The gesture direction estimation unit 414 then estimates, from the feature quantity determined from the position of the feature point extracted by the feature point extraction unit 412, the angle of orientation of the detected gesture with respect to the right and left direction (step S44). Herein, the gesture direction refers to the direction in which the gesture detected by the gesture detection unit is oriented. For example, the gesture direction is the direction pointed by the finger in the case of the finger pointing, or the direction in which the arm is oriented in the case of an opened hand or a fist.
The feature quantity may be similar to that described with reference to the gesture detection unit 413. For the gesture direction estimation, the direction in which the detected gesture is oriented is estimated by referring to the database in which the feature quantities of hand shapes and the like acquired from the hands of a plurality of persons in advance as a result of feature point extraction are gathered. Alternatively, the face may be detected in advance, and the direction in which a gesture is oriented may be estimated on the basis of a positional relationship with the detected hand.
Herein, it is assumed that the estimated angle can be estimated in an angle range of 60° for each of the left, i.e., negative, angle and the right, i.e., positive angle with respect to the right-left direction angle of 0° of the front as viewed from the camera. Further description of the hand detection method, the gesture detection method, and the gesture direction estimation method will be omitted as they involve known technologies.
The stored camera image determination unit 415 determines, as the stored camera images, two camera images that are determined from the camera image detected by the gesture detection unit 413 and the gesture direction estimated by the gesture direction estimation unit 414 and with reference to parameter information indicating the correspondence of the gesture direction and the image-capturing camera created on the basis of the positional relationship of the second camera and the third camera and stored in the parameter information storage unit 416 (step S45). Hereafter, the camera image detected by the gesture detection unit 413 will be referred to as the first stored image, and the camera image determined with reference to the parameter information will be referred to as the second stored image.
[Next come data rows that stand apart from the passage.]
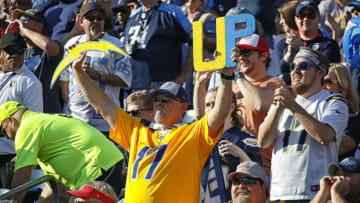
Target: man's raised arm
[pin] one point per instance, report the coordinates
(97, 98)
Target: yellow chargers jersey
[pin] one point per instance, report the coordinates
(163, 168)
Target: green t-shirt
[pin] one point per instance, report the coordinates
(65, 147)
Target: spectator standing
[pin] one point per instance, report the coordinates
(17, 84)
(249, 183)
(47, 140)
(160, 152)
(154, 36)
(338, 80)
(306, 130)
(256, 86)
(307, 19)
(41, 56)
(109, 71)
(235, 145)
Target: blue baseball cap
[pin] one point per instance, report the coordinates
(349, 164)
(171, 89)
(307, 4)
(354, 3)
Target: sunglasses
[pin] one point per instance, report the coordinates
(246, 181)
(12, 51)
(135, 113)
(92, 18)
(310, 16)
(164, 99)
(302, 66)
(245, 52)
(328, 81)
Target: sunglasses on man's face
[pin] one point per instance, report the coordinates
(302, 66)
(135, 113)
(92, 18)
(164, 99)
(246, 181)
(310, 15)
(14, 50)
(328, 81)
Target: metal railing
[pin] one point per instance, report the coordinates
(31, 184)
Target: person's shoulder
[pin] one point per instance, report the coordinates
(74, 40)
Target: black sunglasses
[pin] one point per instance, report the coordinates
(92, 18)
(300, 66)
(310, 16)
(165, 99)
(245, 52)
(135, 113)
(246, 181)
(12, 51)
(328, 81)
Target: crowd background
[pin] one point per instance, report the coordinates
(162, 52)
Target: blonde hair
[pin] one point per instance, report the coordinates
(346, 85)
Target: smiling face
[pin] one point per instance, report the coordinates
(168, 111)
(302, 81)
(248, 193)
(11, 58)
(93, 24)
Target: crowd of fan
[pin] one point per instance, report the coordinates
(281, 126)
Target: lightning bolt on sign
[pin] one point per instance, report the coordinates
(75, 52)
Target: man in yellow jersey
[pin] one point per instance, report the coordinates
(166, 154)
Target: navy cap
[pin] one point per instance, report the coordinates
(307, 4)
(354, 3)
(171, 89)
(350, 165)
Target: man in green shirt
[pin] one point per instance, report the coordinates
(67, 148)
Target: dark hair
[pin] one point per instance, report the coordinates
(287, 11)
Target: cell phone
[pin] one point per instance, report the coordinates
(87, 61)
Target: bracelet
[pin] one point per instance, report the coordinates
(227, 77)
(239, 74)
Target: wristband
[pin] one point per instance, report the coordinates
(239, 74)
(227, 77)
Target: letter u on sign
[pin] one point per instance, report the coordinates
(228, 30)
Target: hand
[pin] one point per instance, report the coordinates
(340, 186)
(202, 77)
(228, 148)
(78, 63)
(284, 97)
(92, 73)
(13, 27)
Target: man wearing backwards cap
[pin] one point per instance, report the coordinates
(249, 183)
(343, 184)
(67, 148)
(255, 85)
(305, 129)
(109, 71)
(307, 19)
(165, 154)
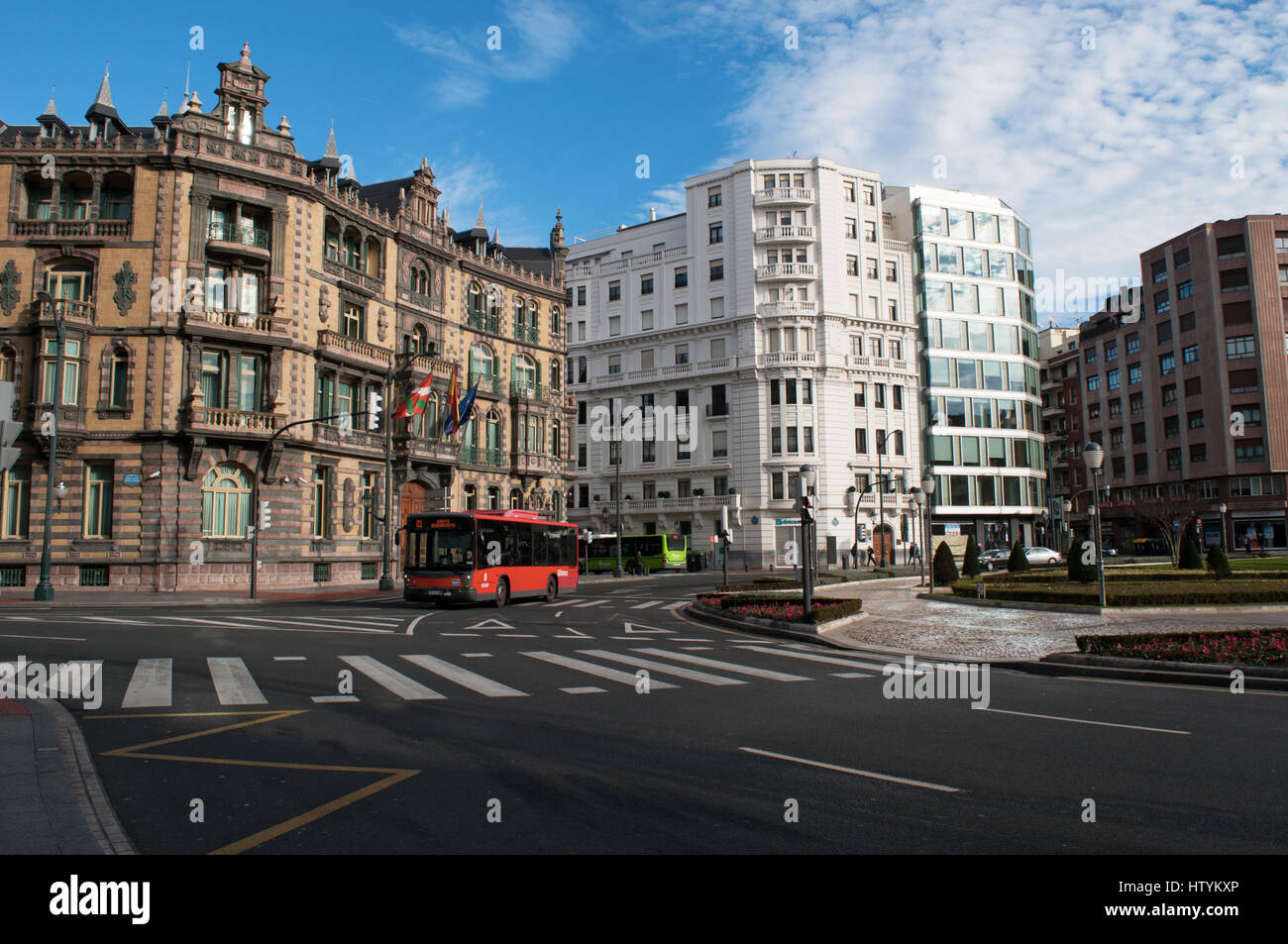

In the following, the parameter information and the stored camera image determination method will be described with reference to a specific example.
The parameter information shows, as illustrated in Table 5, the corresponding relationship of the stored-image capturing camera corresponding to the gesture direction. The parameter information is determined on the basis of the size of the room and the positions of the first camera 401, the second camera 402, and the third camera 403. In the present example, the parameter information is created from the camera arrangement, as in the case of the first embodiment. As illustrated in
With regard to the stored camera image determination method, if, in the gesture image captured by the first camera 401, the gesture direction estimated by the gesture direction estimation unit 414 is 30°, the third camera 403 is determined as the stored camera image with reference to the parameter information shown in Table 5.
In accordance with the result determined in step S45, the two images that have been determined from among the three images captured by the first camera 401, the second camera 402, and the third camera 403 and temporarily retained in memory in the image acquisition unit 410 are transferred to the image storage unit 417 and stored therein (step S46).
Specifically, herein, the camera image 430 captured by the first camera 401 provides the first stored image, and the camera image 432 captured by the third camera 403 and showing the object pointed by the gesture provides the second stored image. Thus, the direction of a gesture is identified and the image captured by the camera showing the direction being pointed by the person is selected as a stored camera image, together with the image at the point in time when the particular gesture was made by the person. In this way, when the images are later confirmed, it can be known what it is that the person was pointing his or her finger to, whereby the situation or event at the point in time of image capturing can be recognized with greater details.
According to the present embodiment, together with the image at the point in time of a gesture made by the subject person, the image captured by the camera capturing an image in the direction indicated by the gesture made by the person is recorded. Accordingly, when the images are later confirmed, it can be known what it was that the person pointed his or her finger to, whereby the situation or event at the point in time of image capturing can be recognized with greater details.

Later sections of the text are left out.